When developing an Internet web site — always think about the brand you’re creating. Today, a brand should, more than anything, stand for the value, information and assistance being offered to the client. When creating your web site and creating your brand, try and do something no one else can do. Ask yourself, how can you do something creative with your web site? Visitors will tolerate 8 seconds for a page to come up and 30 seconds for navigation. Make yours more difficult and they won’t stay or pay — period! Always remember that you build your web site for your clients, not for you. It’s for them. In summary: 1.)

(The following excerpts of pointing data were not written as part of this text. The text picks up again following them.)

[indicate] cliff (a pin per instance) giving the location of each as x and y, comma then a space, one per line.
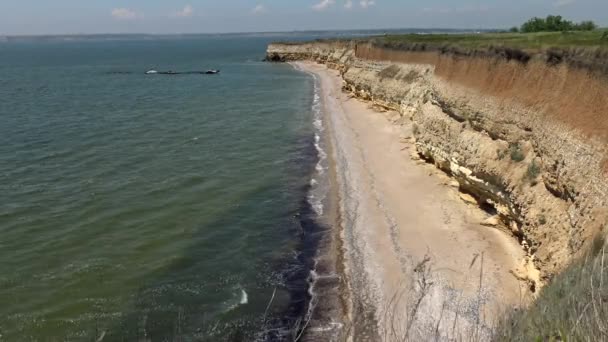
526, 137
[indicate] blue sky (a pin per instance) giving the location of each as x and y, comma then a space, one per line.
202, 16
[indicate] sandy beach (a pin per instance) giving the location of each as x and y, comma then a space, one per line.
418, 262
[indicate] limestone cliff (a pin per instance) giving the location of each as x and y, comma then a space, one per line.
527, 138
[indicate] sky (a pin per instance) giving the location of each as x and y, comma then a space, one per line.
31, 17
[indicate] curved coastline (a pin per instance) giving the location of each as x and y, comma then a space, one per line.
398, 228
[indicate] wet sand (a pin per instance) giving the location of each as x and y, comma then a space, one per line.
417, 261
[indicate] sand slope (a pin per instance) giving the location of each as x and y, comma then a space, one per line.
418, 261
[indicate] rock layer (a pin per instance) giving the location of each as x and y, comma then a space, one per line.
488, 123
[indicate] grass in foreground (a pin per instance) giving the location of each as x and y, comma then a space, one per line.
524, 41
574, 307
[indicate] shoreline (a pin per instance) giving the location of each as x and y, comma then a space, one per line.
403, 236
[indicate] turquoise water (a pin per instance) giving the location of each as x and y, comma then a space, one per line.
152, 207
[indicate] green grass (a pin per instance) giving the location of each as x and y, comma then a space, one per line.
574, 307
524, 41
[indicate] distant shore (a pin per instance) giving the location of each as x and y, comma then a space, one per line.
413, 250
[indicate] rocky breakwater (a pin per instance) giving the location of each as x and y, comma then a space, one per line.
524, 135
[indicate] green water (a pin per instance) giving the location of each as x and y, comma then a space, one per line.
150, 207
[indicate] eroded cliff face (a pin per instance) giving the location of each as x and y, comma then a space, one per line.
535, 158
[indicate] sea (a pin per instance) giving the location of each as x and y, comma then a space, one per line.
158, 207
138, 207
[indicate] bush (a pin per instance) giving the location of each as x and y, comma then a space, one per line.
533, 171
571, 308
516, 153
555, 23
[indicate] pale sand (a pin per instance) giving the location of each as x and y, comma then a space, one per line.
394, 212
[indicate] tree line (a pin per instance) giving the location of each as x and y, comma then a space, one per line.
554, 23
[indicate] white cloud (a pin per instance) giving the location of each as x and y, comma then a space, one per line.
186, 12
259, 9
459, 10
367, 3
323, 5
124, 14
562, 3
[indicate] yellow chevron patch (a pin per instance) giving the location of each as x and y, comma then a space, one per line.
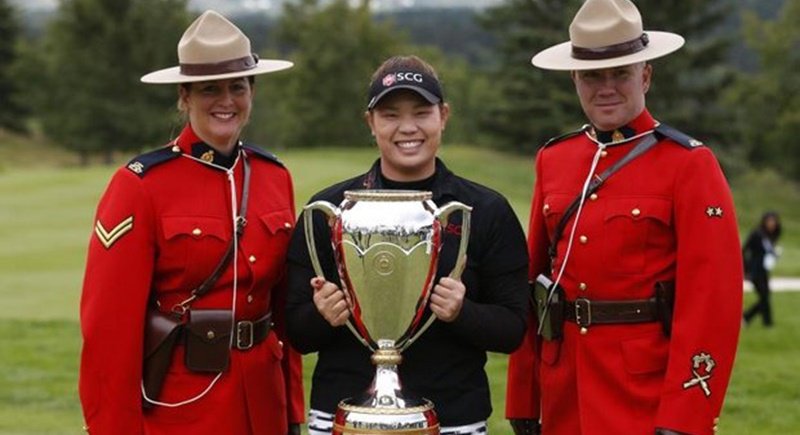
108, 238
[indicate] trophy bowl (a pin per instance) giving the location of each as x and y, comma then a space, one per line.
386, 246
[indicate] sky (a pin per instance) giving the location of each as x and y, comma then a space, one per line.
273, 6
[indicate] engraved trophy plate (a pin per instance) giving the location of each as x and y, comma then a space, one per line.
386, 245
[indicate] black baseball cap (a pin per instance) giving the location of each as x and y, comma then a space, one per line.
405, 78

Recognize that the world has changed. The Internet is a different means of communication than you and your clients have used before.

2.)

It’s really taking over a good part of attention and influence in every industry so don’t minimize its relevance to you.

3.)

The more I talk to big businesses, the more excited I get for small-to-medium businesses, like yours, on the Internet.

4.)

It’s a pre-emptive means by which your company can, in fact, more swiftly take over or dominate your industry — if done right.

5.)

On a big scale, being able to do business online is a huge customer service saver and advantage to both sides.

6.)

When people want to ask a question, give them a way to filter and receive quality answers. Include Frequently Asked Questions page. Include e-mail and phone number to contact.

Personalize the entire experience. The Internet allows your company to treat people like individuals. Because of all the high possibilities, the marketplace also has high expectations, performance-wise from you. Do not fail them. This executive action briefing is my first written communication on mastering the opportunities on the Internet. Hopefully, it will serve as a good grounding primer for you to build meaningful success and prosperity.